HMNZS Canterbury’s design was criticised for its poor handling of rigid-hulled inflatable boats and sea keeping performance in high sea states. Canterbury has two wide stair wells and a large centrally located service elevator for moving the goods between decks.


The ship has cargo space of 1,451 square metres, which can be unloaded via two ramps, either from the starboard side or the stern. The indicative cargo would encompass: 14 Pinzgauer Light Operational Vehicles, 16 New Zealand light armoured vehicles, 7 Unimog trucks, 2 ambulances, 2 flatbed trucks, 7 vehicle trailers, 2 rough terrain forklifts, 4 ATV-type vehicles and up to 33 20ft containers.

The ship is equipped to embark up to eight containers of ammunition and up to two with hazardous materials, and also has an extensive fire sprinkler system.

Canterbury uses wide range of methods for moving supplies and troops from the ship to shore. The two 59t landing craft medium boats onboard can carry 50t of payload, for a range of 250 nautical miles. There are two Rigid-hulled inflatable boats for transferring small numbers of personnel.

Canterbury is able to accommodate up to four NH90 helicopters for deployment ashore in support of New Zealand Army operations and disaster relief activities. She is also capable of operating the SH-2G Seasprite and the helicopter deck is able to handle a Chinook-size helicopter.

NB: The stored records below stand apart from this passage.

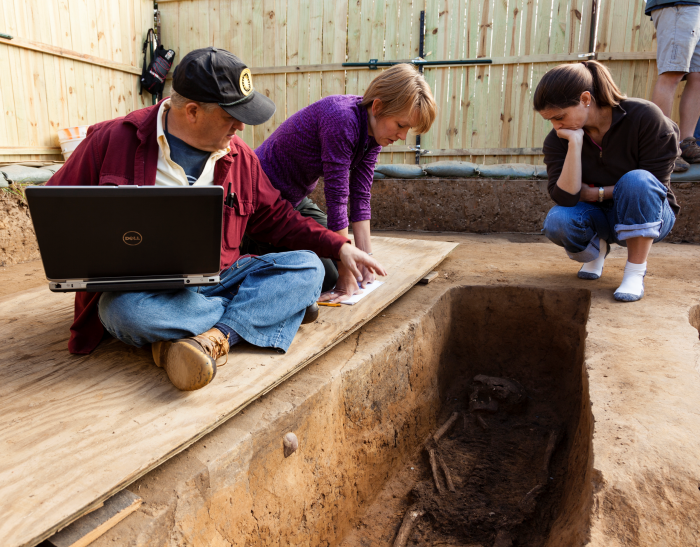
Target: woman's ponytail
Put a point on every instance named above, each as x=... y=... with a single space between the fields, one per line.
x=606 y=92
x=562 y=86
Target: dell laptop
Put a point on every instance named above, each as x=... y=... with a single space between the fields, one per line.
x=127 y=238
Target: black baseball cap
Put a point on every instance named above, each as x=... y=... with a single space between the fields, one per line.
x=213 y=75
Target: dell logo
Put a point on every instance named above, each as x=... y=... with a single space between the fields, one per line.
x=132 y=238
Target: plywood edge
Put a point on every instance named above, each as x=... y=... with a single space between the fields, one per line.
x=428 y=278
x=443 y=247
x=89 y=527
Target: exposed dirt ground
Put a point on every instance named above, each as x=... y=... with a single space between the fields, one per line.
x=17 y=240
x=643 y=365
x=20 y=277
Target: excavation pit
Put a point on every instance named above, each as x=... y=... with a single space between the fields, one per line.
x=516 y=460
x=362 y=414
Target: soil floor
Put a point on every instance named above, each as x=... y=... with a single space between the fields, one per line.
x=643 y=365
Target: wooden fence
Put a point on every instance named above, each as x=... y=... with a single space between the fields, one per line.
x=69 y=62
x=296 y=47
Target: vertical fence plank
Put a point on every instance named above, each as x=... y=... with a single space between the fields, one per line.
x=303 y=54
x=315 y=49
x=407 y=48
x=355 y=44
x=292 y=56
x=335 y=15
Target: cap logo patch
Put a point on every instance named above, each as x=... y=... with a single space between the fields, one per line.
x=246 y=82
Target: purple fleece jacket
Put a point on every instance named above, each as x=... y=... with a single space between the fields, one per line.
x=327 y=139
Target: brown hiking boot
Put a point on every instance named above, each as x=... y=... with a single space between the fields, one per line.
x=681 y=166
x=690 y=151
x=191 y=362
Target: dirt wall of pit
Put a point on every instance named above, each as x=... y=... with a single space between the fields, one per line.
x=17 y=238
x=488 y=206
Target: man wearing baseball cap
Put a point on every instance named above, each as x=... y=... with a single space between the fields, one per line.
x=190 y=139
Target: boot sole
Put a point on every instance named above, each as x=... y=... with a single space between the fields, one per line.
x=187 y=366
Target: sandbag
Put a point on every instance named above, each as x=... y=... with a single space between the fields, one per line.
x=691 y=175
x=400 y=170
x=513 y=170
x=450 y=169
x=21 y=174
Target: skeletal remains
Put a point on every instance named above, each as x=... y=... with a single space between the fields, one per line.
x=487 y=393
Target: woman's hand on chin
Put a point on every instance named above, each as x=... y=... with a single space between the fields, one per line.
x=571 y=135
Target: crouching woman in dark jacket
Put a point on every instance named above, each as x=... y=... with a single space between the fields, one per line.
x=609 y=161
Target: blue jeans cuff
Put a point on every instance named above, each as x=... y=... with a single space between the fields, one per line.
x=279 y=341
x=628 y=231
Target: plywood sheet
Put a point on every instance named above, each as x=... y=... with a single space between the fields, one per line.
x=76 y=429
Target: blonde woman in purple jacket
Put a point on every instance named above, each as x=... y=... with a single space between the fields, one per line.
x=339 y=138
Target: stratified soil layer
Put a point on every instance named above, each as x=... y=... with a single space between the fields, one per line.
x=17 y=240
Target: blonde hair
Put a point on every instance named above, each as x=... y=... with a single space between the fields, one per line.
x=401 y=89
x=179 y=101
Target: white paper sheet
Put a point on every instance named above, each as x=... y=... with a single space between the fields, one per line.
x=356 y=298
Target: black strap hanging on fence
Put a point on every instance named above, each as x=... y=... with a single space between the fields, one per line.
x=153 y=74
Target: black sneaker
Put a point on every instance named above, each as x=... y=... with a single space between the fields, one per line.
x=690 y=151
x=681 y=166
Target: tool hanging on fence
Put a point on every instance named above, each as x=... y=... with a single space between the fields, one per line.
x=153 y=74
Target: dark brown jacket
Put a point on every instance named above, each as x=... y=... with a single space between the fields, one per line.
x=640 y=137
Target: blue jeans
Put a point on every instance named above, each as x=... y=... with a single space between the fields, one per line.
x=639 y=208
x=263 y=299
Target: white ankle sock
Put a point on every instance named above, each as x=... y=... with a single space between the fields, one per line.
x=594 y=268
x=632 y=287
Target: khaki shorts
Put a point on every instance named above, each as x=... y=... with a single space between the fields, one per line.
x=677 y=36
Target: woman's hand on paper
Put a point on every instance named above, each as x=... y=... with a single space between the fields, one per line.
x=356 y=267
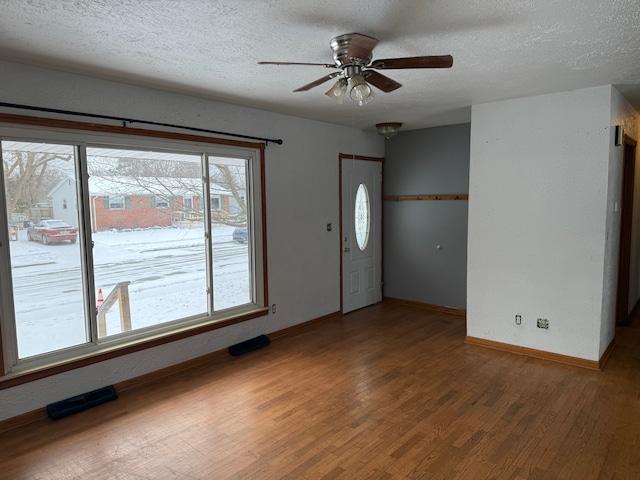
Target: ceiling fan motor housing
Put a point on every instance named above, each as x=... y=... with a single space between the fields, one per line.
x=341 y=46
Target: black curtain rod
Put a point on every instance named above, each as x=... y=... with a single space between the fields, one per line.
x=132 y=120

The cargo and personnel are carried ashore in up to sea state 3. Canterbury has a five-bed hospital ward, a two-bed sickbay, an operating theatre, a medical laboratory and a morgue. The ship also contains a gym, workshops, an armoury and magazine, as well as offices for government officials embarked.


As a sealift ship, Canterbury is not intended to enter combat, or conduct opposed landings under fire. The ship’s armament consists of a single 25 mm M242 Bushmaster cannon fitted to an MSI DS25 stabilised mount, it  has a standard rate of fire of 180 rounds a minute.

In adition, there are two 12.7mm machine guns, and a number of small arms, these are intended for self-defence against other smaller craft, and for ocean patrol duties during a naval blockade.


Canterbury’s propulsion is a combined diesel and diesel-electric system consisting of two 4.5 Megawatt Wartsila engines, three auxiliary diesels and two bow thrusters.

The propulsion system provides a maximum speed of 19 knots, maximum range can be up to 8000 nautical miles at a speed of 16 knots.


Canterbury was heavily criticized for design errors that led to the loss one of her rigid-hulled inflatable boats during a strong storm in 2007. That same year, a crew member was killed when an rigid-hulled inflatable boat capsized whilst being lowered into the sea. An investigation has indicated that it was caused by the failure of a quick release shackle, which was now being replaced on all naval vessels.

A large amount of money was spent to fix the ship’s faults, the Australian builders of the ship, BAE Systems, agreed to pay $85 million towards remedying the faults of the ship, including the construction of the new landing craft. Improved design of the ladders and the relocation of the rigid-hulled inflatable boat has increased the safety and capability of the ship is no longer compromised.